I hope we can see Paul as an example in all this. In the context of our Christian faith, short term pain for the sake of faithfulness, gives us long term gain in our relationship with God.

But I think this isn’t just a uniquely spiritual reality. But rather our willingness to remain true to God, even when it is not popular or easy or successful, is important for the world in which we live. This world desperately needs people who just keep on doing what is right, come what may. This world desperately needs people who are willing to take short term pain of being Christ-like, exactly so that the world can have the long term gain of seeing what faithfulness to Christ looks like. That’s the kind of patience that could lead to a revolution of faithfulness, a revolution which would make the world a better place for everyone.

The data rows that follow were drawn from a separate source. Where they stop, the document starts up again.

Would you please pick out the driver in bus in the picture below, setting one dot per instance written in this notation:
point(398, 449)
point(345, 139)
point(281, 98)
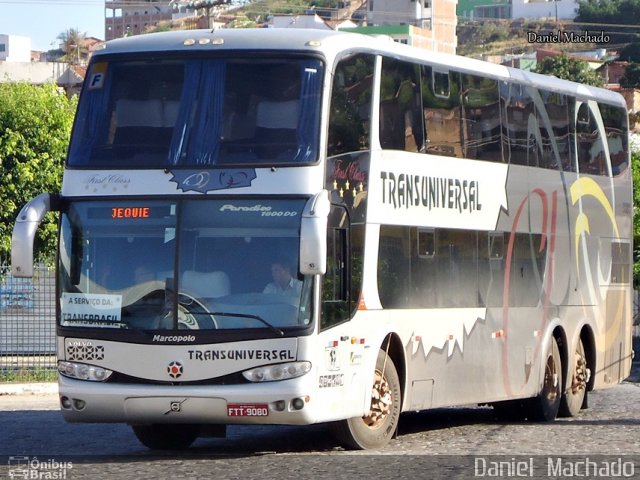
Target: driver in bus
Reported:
point(284, 283)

And to bring it back to even more basic terms, learning that it would have been a good idea to pass up a $17 skateboard today, for the sake of a $29.99 skateboard later, is a really good lesson for a kid to learn. Apply it to your diet. Apply it to your job. Apply it to your marriage. Apply it to your parenting, and teach it to your kids. Apply it to your financial life. Having real patience, taking on short term pain for the sake of long term gain is going to make your life and faith better today and tomorrow, and it is going to make this world a better place as well.